When the defense drops another player or two into the box, the pass game can take advantage of 7- or 8-man fronts with Redline throws. Wilson is not afraid to challenge one-on-one matchups, and Seattle has specifically accumulated receivers that win in one-on-one.

Weather or not this was an audible or not, Wilson sees the cheat and calls his motion, moving Lynch out wide and "shifting" the 22 personnel into a de facto 12 look (1RB/2TE/2WR). By motioning Lynch out wide, Wilson effectively changes the call to a definite pass (as good as Michael Robinson is, it would be foolish to respect him as a legitimate runner).

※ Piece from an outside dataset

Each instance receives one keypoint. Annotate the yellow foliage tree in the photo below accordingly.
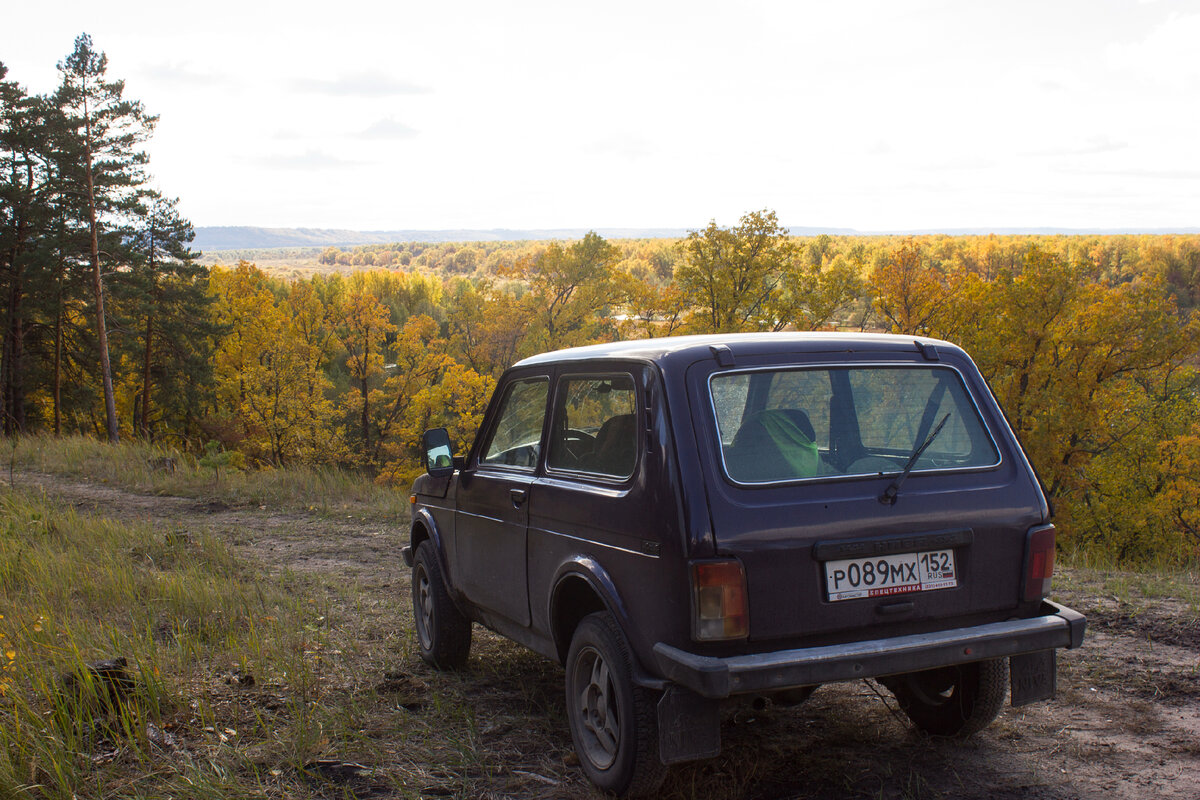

With all this commotion going on, the Vikings send out one lone player to compensate, leaving Lynch one-on-one with the cornerback. Wilson takes advantage accordingly:


Granted, it's not technically a Redline throw as Danny describes, but it does create a matchup that Lynch could theoretically beat easily - notice all the ground that separates the DB and his safety. Even if Zach Miller and Breno Giacomini had better blocks, Brian Sanford makes a good open space tackle to snuff out the mistake quickly.

1-10-MIN 39 (8:26) R.Wilson pass deep left to Z.Miller to MIN 5 for 34 yards (J.Sanford) [J.Allen].

Here's another one. This time, the Seahawks come out in 12 personnel. Doesn't look like it, huh? That's because the TE Willson is hiding out at WR - so much so that defense are caught off guard and the DB is sent in late to cover:


And then right when the defense is seemingly in position - wham, Willson moves again. This time, he ends up as the fullback, setting up what appears to be a run play. Again, it;'s still 12 personnel but it looks like 21 personnel with the I-Left formation.The Vikings, already with seven men in the box before the snap, buy it.


Cool, the offense will just run play-action and take advantage of the one-on-one matchups. Again.